Entré a su habitación. Estaba molestamente ordenada.
“¿Qué estás escondiendo?” murmuré, registrando descuidadamente su armario. No me molesté en colocar las cosas que tiraba de vuelta en su lugar. Ella sabría que estuve aquí, pero no hay nada que pueda hacer al respecto.
“¿Qué estás haciendo?” preguntó mamá desde la puerta.
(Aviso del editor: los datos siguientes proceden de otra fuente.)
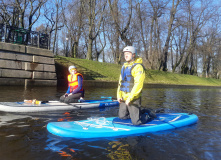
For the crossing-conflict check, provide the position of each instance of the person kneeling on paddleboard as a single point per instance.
(75, 87)
(129, 89)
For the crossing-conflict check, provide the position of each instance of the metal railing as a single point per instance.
(10, 34)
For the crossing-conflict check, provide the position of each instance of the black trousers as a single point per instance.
(133, 111)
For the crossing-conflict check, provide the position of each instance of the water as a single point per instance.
(24, 136)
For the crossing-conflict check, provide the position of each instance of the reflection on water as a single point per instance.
(25, 135)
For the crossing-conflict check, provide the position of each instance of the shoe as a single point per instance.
(149, 112)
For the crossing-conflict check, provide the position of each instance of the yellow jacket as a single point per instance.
(139, 75)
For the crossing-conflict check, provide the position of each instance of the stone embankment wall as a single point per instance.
(28, 66)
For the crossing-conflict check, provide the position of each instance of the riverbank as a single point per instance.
(97, 72)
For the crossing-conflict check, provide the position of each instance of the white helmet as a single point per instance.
(130, 49)
(71, 67)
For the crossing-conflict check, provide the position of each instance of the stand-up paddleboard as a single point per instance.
(110, 127)
(55, 106)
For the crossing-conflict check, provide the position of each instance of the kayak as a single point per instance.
(113, 126)
(55, 105)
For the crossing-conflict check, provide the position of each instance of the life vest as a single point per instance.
(73, 81)
(127, 81)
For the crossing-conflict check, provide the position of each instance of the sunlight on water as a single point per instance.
(26, 135)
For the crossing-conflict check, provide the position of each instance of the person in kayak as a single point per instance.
(129, 89)
(75, 87)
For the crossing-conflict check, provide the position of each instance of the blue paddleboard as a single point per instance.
(113, 126)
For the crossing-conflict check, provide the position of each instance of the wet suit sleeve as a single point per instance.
(119, 95)
(68, 91)
(139, 76)
(80, 84)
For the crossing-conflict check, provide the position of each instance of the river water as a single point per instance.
(25, 137)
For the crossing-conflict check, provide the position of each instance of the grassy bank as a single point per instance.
(93, 70)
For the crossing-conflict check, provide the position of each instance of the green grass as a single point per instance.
(93, 70)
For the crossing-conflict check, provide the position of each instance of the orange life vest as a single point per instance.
(73, 81)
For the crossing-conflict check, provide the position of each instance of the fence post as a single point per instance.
(5, 32)
(49, 40)
(38, 39)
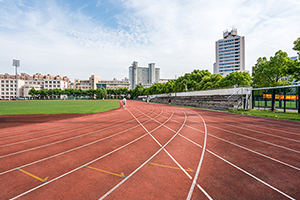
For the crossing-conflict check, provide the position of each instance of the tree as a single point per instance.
(294, 68)
(236, 79)
(272, 73)
(32, 92)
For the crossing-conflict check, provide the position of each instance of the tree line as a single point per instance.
(279, 70)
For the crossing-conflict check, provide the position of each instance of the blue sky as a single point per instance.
(103, 37)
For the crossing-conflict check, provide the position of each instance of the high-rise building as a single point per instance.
(145, 76)
(9, 88)
(230, 53)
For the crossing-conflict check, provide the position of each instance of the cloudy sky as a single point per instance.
(77, 38)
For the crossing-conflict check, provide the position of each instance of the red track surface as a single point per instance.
(159, 150)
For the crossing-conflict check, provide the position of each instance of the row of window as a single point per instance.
(229, 70)
(8, 85)
(229, 47)
(229, 40)
(11, 81)
(229, 60)
(7, 93)
(232, 43)
(7, 89)
(232, 66)
(229, 50)
(225, 54)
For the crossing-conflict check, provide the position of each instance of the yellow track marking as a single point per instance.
(101, 170)
(188, 169)
(38, 178)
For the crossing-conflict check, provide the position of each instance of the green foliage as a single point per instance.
(272, 73)
(56, 107)
(236, 79)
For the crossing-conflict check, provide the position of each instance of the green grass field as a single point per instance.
(268, 113)
(56, 106)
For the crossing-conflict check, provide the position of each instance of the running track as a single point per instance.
(152, 151)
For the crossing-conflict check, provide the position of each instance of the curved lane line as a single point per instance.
(61, 140)
(30, 133)
(244, 171)
(189, 176)
(107, 154)
(200, 162)
(137, 169)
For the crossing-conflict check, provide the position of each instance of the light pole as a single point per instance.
(16, 63)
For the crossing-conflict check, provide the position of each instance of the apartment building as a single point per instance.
(9, 88)
(146, 76)
(114, 84)
(230, 53)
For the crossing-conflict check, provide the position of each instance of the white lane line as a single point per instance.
(60, 141)
(281, 162)
(76, 148)
(281, 137)
(199, 165)
(47, 136)
(244, 171)
(286, 148)
(200, 162)
(56, 122)
(63, 126)
(132, 173)
(65, 174)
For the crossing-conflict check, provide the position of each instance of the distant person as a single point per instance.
(124, 103)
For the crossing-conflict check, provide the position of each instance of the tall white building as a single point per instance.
(145, 76)
(9, 88)
(230, 53)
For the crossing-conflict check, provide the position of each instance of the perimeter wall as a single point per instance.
(223, 99)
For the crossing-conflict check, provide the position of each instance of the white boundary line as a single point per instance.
(6, 155)
(200, 162)
(249, 174)
(189, 176)
(74, 148)
(53, 124)
(120, 183)
(85, 165)
(281, 162)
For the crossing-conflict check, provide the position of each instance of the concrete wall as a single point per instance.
(219, 102)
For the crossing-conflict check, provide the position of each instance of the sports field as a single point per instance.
(152, 151)
(56, 106)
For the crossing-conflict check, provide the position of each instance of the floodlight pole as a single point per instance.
(16, 63)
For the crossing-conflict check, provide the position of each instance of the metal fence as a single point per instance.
(285, 97)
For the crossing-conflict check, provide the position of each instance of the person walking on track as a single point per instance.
(124, 103)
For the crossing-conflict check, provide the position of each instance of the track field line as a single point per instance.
(182, 169)
(277, 130)
(70, 150)
(58, 141)
(267, 120)
(281, 162)
(47, 136)
(50, 123)
(272, 144)
(200, 162)
(30, 133)
(279, 146)
(137, 169)
(242, 170)
(86, 164)
(199, 165)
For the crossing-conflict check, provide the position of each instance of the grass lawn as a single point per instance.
(268, 113)
(56, 106)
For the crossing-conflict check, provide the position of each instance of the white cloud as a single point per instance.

“Buscando lo que sea que Leila está escondiendo.”
“¿Escondiendo?”
Pausé mi búsqueda debajo de la cama de Leila y me levanté.
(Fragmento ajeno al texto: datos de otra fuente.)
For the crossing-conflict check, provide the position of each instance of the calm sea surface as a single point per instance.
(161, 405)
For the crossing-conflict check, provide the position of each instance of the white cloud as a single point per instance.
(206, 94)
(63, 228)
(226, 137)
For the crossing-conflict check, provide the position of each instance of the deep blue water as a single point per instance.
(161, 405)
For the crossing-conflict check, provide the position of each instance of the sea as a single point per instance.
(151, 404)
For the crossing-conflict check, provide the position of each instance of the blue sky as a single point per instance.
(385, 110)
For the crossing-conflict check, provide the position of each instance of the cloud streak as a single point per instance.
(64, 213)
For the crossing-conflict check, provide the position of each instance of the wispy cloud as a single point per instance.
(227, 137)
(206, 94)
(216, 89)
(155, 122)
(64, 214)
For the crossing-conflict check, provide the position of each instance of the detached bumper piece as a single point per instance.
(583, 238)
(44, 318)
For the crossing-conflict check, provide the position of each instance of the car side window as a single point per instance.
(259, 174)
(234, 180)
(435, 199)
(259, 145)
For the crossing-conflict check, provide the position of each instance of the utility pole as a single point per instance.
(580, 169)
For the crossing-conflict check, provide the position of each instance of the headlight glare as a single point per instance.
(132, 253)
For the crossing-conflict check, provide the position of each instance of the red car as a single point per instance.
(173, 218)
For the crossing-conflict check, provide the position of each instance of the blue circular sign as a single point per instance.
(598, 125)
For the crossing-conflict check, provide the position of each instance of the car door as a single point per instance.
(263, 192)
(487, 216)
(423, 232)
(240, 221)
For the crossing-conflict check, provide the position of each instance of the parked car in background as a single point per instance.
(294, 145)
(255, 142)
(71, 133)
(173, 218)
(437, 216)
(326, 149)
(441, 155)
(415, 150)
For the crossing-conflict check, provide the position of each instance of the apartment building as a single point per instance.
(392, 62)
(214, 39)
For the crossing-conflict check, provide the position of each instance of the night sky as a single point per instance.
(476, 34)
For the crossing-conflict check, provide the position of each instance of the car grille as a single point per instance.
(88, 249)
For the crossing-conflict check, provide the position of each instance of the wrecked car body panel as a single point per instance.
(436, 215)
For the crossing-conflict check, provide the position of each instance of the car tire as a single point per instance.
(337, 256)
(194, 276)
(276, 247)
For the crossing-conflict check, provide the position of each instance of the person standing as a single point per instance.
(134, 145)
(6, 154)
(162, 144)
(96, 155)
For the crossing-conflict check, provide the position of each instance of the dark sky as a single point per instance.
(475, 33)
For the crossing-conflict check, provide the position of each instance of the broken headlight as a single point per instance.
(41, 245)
“¿No viste que Leila se veía diferente esta mañana?”
“Amelia, la temporada de cría empieza hoy. Todas las omegas se ven diferentes hoy.” No parecía ni sonaba impresionada.
“No, no. No eso… parecía como si estuviera esperando algo… como si esperara que algo pasara…”
“Sabes que esta es la primera temporada de cría a la que asistirá.”
En la temporada pasada, yo la había empujado “accidentalmente” por las escaleras y se torció el tobillo.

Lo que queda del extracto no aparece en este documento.